| WINKS Manual Index | Help | Home | Tutorials |

WINKS Online Manual


Chapter 4 Part 1

Detailed Statistics and Histogram

This option calculates the mean, standard deviation, median, standard error of the mean, minimum, maximum, sum, variance and other descriptive statistics for a single variable (field) from a set of data.

If your data is already in a database, perform the analysis using the following steps. For example, suppose you want to calculate statistics for the TIME1 field in the EXAMPLE database.

Step 1: Choose Open Database from the File menu. (File icon) Select the EXAMPLE database.

Step 2: From the Analyze menu, choose the "Detailed/One Variable" option from the Descriptives sub-menu. (or click the X-bar icon).

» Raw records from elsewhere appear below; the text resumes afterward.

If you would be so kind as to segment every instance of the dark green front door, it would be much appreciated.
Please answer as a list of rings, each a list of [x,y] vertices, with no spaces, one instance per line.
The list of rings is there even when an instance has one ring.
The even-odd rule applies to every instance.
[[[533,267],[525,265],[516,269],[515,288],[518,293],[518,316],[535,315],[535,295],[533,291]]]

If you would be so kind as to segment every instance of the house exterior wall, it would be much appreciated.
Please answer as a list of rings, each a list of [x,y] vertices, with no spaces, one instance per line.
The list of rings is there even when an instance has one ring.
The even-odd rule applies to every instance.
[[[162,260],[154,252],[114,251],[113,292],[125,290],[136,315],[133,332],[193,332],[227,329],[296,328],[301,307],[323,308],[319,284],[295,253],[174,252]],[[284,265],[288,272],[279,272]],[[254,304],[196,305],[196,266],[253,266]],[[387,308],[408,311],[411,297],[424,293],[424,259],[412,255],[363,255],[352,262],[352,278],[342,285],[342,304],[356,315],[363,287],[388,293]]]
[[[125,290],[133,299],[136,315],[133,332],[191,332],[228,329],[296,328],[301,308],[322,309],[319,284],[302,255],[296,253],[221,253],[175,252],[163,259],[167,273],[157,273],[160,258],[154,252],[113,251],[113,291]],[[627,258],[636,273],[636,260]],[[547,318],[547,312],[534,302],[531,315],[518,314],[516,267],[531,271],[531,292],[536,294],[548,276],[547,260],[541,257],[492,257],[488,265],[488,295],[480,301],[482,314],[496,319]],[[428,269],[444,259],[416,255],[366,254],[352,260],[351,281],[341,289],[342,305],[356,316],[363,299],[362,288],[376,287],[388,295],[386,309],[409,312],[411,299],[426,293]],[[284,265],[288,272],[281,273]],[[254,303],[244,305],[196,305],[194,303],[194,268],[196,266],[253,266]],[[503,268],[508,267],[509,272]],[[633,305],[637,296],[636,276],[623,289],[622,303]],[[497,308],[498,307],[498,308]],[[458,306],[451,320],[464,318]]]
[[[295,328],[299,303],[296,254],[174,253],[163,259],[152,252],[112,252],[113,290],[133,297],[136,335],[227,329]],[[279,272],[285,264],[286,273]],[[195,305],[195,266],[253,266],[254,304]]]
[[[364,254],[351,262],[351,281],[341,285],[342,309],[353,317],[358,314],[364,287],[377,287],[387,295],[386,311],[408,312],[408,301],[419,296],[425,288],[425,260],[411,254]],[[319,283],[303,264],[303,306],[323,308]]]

Step 3: Choose the TIME1 field to analyze. The results appear in the viewer. Example output is shown below:

 
   ---------------------------------------------------------------------------
   Descriptive Statistics                             
   ---------------------------------------------------------------------------
   Variable Name is TIME1

   N         = 50                    Missing or Deleted = 0
   Mean      = 21.268                     St. Dev (n-1) = 1.71696
   Median    = 21.30                        St. Dev (n) = 1.6997
   Minimum   = 17.00                             S.E.M. = 0.24281
   Maximum   = 24.20                          Variance  = 2.94793
   Sum       = 1063.40                       Coef. Var. = 0.08073
   ---------------------------------------------------------------------------
   Percentiles:                                Tukey Five Number Summary:
   0.0%          = 17.00   Minimum             Minimum  = 17.00
   0.5%          = 17.00                       25th     = 20.15
   2.5%          = 17.3025                     Median   = 21.30
   10.0%         = 18.91                       75th     = 22.60
   25.0%         = 20.15   Quartile            Maximum  = 24.20
   50.0%         = 21.30   Median
   75.0%         = 22.60   Quartile
   90.0%         = 23.50   
   97.5%         = 24.1175 
   99.5%         = 24.20                       Test for normality results:
   100.0%        = 24.20   Maximum             D = .093     p >= 0.20
 



   Five number summary consists of the 0, 25, 50, 75 and 100th percentiles.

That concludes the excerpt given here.